Valeant Pharmaceuticals International’s (VRX - Analyst Report) fourth quarter 2011 earnings of 90 cents per share (excluding special items but including stock-based compensation expense) beat the Zacks Consensus Estimate by 5 cents and the year-ago earnings by 45 cents per share. Full year earnings of $2.73 per share (excluding special items but including stock-based compensation expense) were above the Zacks Consensus Estimate of $2.69 and the year-ago earnings of $1.97 per share.
Revenues for the quarter were $688.5 million, way ahead of the prior-year figure of $514.6 million. The improvement in revenues over the prior-year figure was primarily due to acquisitions completed in 2011 and higher product sales. Organically, (excluding the impact of acquisitions and foreign exchange), revenues grew 10% from the year-ago quarter figure. Full year revenues at $2.46 billion were above the year-ago revenues of $1.18 billion.
Product sales amounted to $654.2 million (on a reported basis) during the fourth quarter, up 34%. The increase in revenues reflected robust growth in the US Dermatology segment (up 68% to $174.1 million), Canada/Australia segment (up 26% to $101.3 million) and the European branded generic division (up 199% to $144.3 million), partially offset by the US Neurology & other and the Latin American division of branded generics, both of which fell 5% each.
Research & development (R&D) expenses fell to $16.8 million, reflecting a year-over-year decrease of 8.2%. Selling, general & administrative (SG&A) expenses for the fourth quarter increased 16.2% to $148.5 million.
Valeant Pharma reiterated the guidance issued on January 6, 2012.

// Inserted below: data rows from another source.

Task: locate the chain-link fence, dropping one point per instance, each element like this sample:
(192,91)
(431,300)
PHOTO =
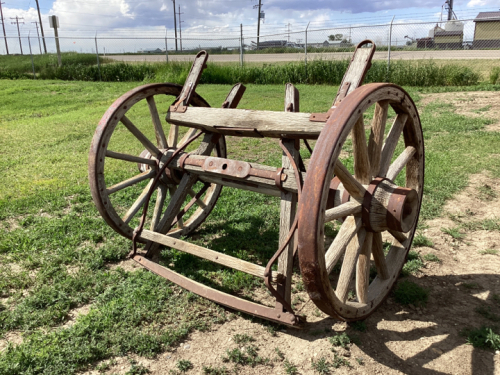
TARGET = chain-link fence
(477,38)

Cash earnings are expected to come in a band of $3.95–$4.20 per share. The 2012 guidance excludes the effects of acquisitions in 2012. The Zacks Consensus Estimate for 2012 earnings is $4.08 per share, within the guidance range provided by the company.
On February 13, 2012, Valeant Pharma announced that it has entered into a definitive agreement to acquire private eye care company, Eyetech, Inc., signaling management’s increasing interest to enter into the ophthalmic space. The acquisition will add Eyetech’s drug Macugen to Valeant Pharma’s ophthalmic portfolio.

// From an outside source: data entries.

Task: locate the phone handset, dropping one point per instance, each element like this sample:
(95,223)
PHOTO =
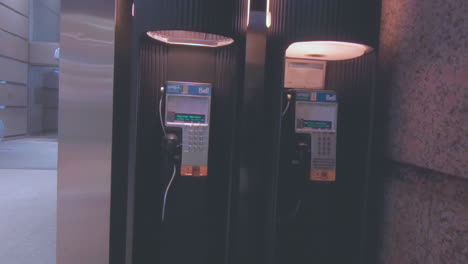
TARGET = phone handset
(171,146)
(316,117)
(187,121)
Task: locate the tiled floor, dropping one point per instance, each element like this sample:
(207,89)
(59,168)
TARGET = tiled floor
(28,195)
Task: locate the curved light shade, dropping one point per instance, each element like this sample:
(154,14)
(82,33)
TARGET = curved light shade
(190,38)
(326,50)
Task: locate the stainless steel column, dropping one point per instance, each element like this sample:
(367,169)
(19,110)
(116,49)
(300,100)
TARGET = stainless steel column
(85,131)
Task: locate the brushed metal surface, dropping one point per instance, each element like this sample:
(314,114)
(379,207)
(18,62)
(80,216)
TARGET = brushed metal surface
(85,131)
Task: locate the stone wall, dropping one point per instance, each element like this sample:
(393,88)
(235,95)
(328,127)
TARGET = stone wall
(424,75)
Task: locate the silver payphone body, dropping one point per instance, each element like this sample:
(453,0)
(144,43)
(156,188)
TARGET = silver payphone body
(188,108)
(316,114)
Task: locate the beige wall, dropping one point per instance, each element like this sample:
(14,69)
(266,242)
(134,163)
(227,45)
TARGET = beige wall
(14,34)
(424,72)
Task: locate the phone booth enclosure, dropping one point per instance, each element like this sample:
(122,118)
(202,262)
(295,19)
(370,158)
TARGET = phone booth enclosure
(197,227)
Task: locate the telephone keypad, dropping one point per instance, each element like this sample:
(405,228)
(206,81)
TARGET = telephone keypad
(195,139)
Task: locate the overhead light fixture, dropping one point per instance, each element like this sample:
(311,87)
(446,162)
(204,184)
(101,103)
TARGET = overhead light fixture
(190,38)
(326,50)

The Eyetech offer comes on the heels of the failure to acquire another eye-care company, California-based ISTA Pharmaceuticals in January 2012. Despite some botched deals Valeant Pharma made a number of acquisitions in 2011. It added PharmaSwiss and Sanitas in Europe; Ortho, a dermatology unit of pharma giant Johnson & Johnson (JNJ - Analyst Report), Dermik, the dermatology unit of Sanofi (SNY - Analyst Report) in the US, iNova in Australia, and Afexa Life Sciences, Inc. in Canada to its existing lineup.
We currently have a Neutral long-term recommendation on Valeant Pharma. The stock carries a Zacks #2 Rank (Buy rating) in the short run.
Valeant Pharma, as it stands today, was formed following the merger of Biovail and Valeant in September 2010. We believe that the combined Biovail/Valeant entity is a unique company as it has a global reach (including exposure to important emerging markets), a diversified revenue base, a favorable tax structure and limited patent exposure. Moreover, accretive acquisitions add to the company’s investment thesis.